The result is that there are de facto ‘laws’, duly enforced by sanctions: The publication of the paperback version of ‘The Satanic Verses’ was delayed, ‘Bezhti’ was cancelled and not subsequently shown at a second theatre which wished to show it, and noone dare screen ‘Submission’. (At least there have been arrests associated with the ‘Submission’ incident.)
Over here, the British Government has not responded with anything approaching a sufficient degree of condemnation or action against this gangster authority. On the contrary, its response has to been to encourage the notion that, when violence claims a religious motivation, the victim should be blamed. This is the practical effect of the religious hatred law and the blasphemy law. The Government have been quite clear that the new law is largely for the benefit of Muslims. (See Ken Livingstone clarifying as much in the Guardian).
As I have explained, actual legislation is not necessary for a de facto ‘law’ to exist. ‘Bezhti’ really was cancelled, it remains cancelled, and you still cannot see it or perform it.
That didn't happen in a dream.
Between the time of the cancellation of the performance and that of the next unmolested performances, this de facto law remains in operation in Britain. The importance of the new religious hatred law will be in its actual effects. The nation’s theocrats are gearing themselves up to ensure that this is far more extensive than the words of the legislation imply. For example, the Muslim Council of Britain, representing the beneficiaries of the new law, are interpreting it to mean that use of the phrase “Islamic terrorist” will be a criminal offence. (The rationale for this is that no terrorists are Islamic, therefore the phrase is just an attempt to incite hatred against people on religious grounds. Link not available.. will obtain.. here it is). The fact that this interpretation may not be the intention of the new legislation does not mean that this is not what will be enforced by private thuggery.
The Government are pressing ahead regardless. Why? What is there to be gained? The stated principle is that ‘Jews’ and ‘Seikhs’ are protected as members of racial groups under legislation against racial hatred. There is thus a lacuna under which racists can promote hatred against Muslims without risk. The British National Party has actually taken advantage of this. However, why must religious people have protection that I do not deserve? If ‘promoting hatred’ needs to be a criminal offence, why not make the new offence just exactly that? Can the BNP really be carrying out actions so dreadful that they require legislation, yet which would be OK if they were directed against me?

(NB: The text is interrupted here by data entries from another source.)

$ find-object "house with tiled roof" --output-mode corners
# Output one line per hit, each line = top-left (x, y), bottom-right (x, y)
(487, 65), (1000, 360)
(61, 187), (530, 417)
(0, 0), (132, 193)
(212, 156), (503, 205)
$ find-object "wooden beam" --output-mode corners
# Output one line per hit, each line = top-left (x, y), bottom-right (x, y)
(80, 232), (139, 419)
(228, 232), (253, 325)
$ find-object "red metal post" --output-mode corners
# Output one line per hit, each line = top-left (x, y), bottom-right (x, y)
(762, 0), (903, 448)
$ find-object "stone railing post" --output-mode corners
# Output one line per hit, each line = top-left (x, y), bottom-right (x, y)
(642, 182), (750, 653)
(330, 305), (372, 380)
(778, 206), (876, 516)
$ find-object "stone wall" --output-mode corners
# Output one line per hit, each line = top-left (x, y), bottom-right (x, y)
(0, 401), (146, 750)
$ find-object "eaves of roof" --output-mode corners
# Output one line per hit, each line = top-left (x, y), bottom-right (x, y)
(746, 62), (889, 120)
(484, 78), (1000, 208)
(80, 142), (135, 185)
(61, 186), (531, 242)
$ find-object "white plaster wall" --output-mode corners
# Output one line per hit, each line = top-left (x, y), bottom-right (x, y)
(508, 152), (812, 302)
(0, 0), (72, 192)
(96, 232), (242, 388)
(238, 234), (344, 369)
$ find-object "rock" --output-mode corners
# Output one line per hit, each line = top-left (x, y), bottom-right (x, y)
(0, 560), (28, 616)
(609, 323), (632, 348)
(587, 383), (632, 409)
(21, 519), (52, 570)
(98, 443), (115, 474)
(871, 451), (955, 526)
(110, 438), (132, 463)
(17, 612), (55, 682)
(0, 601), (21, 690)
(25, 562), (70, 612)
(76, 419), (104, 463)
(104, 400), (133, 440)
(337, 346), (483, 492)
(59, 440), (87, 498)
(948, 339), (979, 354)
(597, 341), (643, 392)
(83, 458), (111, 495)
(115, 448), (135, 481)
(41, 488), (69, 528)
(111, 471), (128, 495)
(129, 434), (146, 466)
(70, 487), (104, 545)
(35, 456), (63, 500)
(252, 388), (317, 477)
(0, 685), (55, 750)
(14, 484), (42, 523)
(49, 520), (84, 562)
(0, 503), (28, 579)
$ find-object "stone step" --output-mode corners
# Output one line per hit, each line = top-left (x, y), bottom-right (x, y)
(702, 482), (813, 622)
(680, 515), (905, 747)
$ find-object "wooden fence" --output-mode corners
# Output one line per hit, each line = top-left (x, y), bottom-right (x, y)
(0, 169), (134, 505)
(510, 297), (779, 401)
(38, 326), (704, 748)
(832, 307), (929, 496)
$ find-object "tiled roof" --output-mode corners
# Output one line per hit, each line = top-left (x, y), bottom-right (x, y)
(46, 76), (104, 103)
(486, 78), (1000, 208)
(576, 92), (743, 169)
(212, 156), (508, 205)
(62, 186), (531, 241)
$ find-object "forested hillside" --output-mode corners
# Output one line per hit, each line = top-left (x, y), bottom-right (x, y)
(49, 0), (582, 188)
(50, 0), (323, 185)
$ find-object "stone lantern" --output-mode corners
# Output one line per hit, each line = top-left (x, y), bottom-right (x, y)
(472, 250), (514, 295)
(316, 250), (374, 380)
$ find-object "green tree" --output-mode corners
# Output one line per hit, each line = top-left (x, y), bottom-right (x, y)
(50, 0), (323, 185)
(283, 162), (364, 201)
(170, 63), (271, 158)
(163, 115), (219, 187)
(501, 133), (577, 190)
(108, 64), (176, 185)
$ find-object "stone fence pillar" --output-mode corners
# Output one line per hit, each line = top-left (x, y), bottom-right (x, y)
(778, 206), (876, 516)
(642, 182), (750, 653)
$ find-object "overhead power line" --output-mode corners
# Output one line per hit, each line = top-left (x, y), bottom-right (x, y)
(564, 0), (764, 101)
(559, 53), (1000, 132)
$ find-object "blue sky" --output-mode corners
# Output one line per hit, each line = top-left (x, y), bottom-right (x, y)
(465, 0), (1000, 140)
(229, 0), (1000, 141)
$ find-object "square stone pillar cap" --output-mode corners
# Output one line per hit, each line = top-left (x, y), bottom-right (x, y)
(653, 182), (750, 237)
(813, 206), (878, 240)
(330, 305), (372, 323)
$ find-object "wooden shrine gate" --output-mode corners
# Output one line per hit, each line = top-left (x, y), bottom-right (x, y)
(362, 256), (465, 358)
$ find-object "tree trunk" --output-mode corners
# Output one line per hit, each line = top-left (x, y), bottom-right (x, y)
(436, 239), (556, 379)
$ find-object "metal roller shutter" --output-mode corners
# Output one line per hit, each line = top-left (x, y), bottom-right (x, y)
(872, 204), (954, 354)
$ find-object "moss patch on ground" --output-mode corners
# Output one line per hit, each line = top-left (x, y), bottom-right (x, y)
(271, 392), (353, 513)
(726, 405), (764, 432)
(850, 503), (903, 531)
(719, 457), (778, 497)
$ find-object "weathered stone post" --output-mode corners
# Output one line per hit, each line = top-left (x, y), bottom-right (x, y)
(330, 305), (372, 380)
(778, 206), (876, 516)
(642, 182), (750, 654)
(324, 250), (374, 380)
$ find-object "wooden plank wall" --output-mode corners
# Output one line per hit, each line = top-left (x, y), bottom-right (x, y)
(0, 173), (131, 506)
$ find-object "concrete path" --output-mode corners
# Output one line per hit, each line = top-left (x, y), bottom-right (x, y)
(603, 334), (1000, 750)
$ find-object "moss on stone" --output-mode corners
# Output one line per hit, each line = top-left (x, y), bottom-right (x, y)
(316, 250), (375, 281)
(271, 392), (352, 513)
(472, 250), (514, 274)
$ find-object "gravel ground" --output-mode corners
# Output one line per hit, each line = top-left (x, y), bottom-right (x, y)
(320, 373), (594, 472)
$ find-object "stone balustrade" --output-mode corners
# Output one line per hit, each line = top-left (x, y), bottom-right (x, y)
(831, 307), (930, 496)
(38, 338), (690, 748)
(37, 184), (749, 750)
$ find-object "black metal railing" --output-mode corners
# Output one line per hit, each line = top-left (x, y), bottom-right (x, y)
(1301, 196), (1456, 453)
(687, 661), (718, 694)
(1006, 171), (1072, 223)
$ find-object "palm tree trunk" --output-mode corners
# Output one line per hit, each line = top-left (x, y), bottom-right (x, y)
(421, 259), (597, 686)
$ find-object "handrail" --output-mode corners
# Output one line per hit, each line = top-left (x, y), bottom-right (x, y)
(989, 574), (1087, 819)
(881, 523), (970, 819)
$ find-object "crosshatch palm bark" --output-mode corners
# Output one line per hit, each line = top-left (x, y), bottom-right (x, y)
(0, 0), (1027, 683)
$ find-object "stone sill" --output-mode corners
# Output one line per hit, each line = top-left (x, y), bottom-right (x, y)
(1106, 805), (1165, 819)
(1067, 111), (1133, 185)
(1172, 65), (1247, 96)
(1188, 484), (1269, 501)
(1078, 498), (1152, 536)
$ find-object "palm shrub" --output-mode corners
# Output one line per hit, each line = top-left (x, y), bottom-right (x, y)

The real reason for the new offence is that it will be perceived by Muslims as giving them what they want.
However, this is no mere vote-grabbing measure. The quality of the new law is, I believe, not a relevant consideration in the Government’s wish to enact it. Yesterday, some much more important legislation was passed with a slender majority .
The ‘House Arrest’ provision in the new Prevention of Terror Bill is basically equivalent to internment in Northern Ireland.
Internment failed because it was such an effective recruitment tool for the Republican terrorists that it was plainly counter-productive. The Government wants to be fair or ‘more than fair’ to the group from which the next set of internees will be drawn to ensure the effectiveness of the anti terror legislation: The religious hatred legislation is not even supposed to be good law. So no surprise that it isn't.